Another important capability is numeric ranges. A min max pair corresponds to a symbolic value. When transforming the other way the ambiguity is resolved by providing the min value, or if that is not desired, by specifying a distinct value to use.

Multiple such numeric ranges may correspond to the same value.

Expressing these lookups could, theoretically, be done in DFDL's expression language. However, the practical limitations here are important.

First, there are enumerations with thousands of members, this would result in enormous expressions, and DFDL's expression language has no constant-dispatch construct, so a giant nest of if-then-else logic is the only way to express this.

Second, it is very undesirable to express a table lookup in the diffuse way that expressions would require. Normally the table would be used in one direction for parsing, and the other for unparsing. Using expressions requires distinct expressions which have basically the same information content in them.

This proposal defines new DFDL annotations that can express a table for lookups directly, compactly enough to be considered declarative. The tables can be used for parsing and for unparsing.

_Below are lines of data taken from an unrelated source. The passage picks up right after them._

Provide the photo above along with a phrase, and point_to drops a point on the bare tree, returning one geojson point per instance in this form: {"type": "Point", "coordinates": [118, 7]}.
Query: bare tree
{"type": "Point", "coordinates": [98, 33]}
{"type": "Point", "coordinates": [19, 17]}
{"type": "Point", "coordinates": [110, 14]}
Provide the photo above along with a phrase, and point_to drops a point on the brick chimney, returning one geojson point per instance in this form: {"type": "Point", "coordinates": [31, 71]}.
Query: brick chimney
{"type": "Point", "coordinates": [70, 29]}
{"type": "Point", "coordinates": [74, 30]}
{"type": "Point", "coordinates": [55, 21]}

It has been suggested that the transformations expressed here between numeric and symbolic data would be useful in contexts outside of DFDL, and that this proposal could be formulated as an extension of XSLT or XQuery. This is certainly the case. What is presented first here is presented in the context of DFDL however.

Proposal

Each enum value for a string simple type can be annotated with properties that give the corresponding numeric value(s) either as a discrete list, or as a numeric range.

Consider this element

<xs:element name="AltitudeSource" type="tns:AltitudeSourceType"/>

<xs:simpleType name="AltitudeSourceType">
<xs:restriction base="xs:string">
  <xs:enumeration value="Sensor"/>
  <xs:enumeration value="InstrumentRead"/>
  <xs:enumeration value="Estimated"/>
  <xs:enumeration value="Illegal"/>
</xs:restriction>
</xs:simpleType>

Now consider this example which updates the above to provide numeric representation mappings for the symbolic values. Note that it uses more than one key in some cases, and uses numeric ranges for others:

<xs:simpleType name="AltitudeSourceType"
  dfdl:repType="tns:AltitudeSourceIntType"> <!-- the rep type -->
  <xs:restriction base="xs:string"> <!-- the logical type -->
    <xs:enumeration value="Sensor" dfdl:lookupKey="1"/>
    <xs:enumeration value="InstrumentRead" dfdl:lookupKey="2"/>
    <xs:enumeration value="Estimated" dfdl:lookupKey="3 4 5 6 7"/>
    <xs:enumeration value="Illegal"
      dfdl:lookupRange"8 255 512 1023"
      dfdl:lookupKey="255"/>
    <xs:enumeration value="Reserved"
      dfdl:lookupRange"0 0 256 511"
      dfdl:lookupValue="511"/>
  </xs:restriction>
</xs:simpleType>

<xs:simpleType name="AltitudeSourceIntType"><!-- all properties for a simple type can go here -->
  <xs:restriction base="xs:int">
    <xs:minInclusive value="0"/>
    <xs:maxInclusive value="1023"/>
  </xs:restriction>
</xs:simpleType>

The above uses short form style of DFDL annotations. The long form would look like:

 <xs:enumeration value="Sensor">
   <xs:annotation><xs:appinfo source="http://www.ogf.org/dfdl">
     <dfdl:enumeration lookupKey="1"/>
   </xs:appinfo></xs:annotation>
 </xs:enumeration>

A dfdl:lookupKey is a whitespace separated list of values. The type of the values is the repType. (This is a generalization from allowing only integers.) It is possible to translate integers to strings with this, or to translate strings to integers, or strings to strings, or integers to integers. When unparsing, the first value of the list is used.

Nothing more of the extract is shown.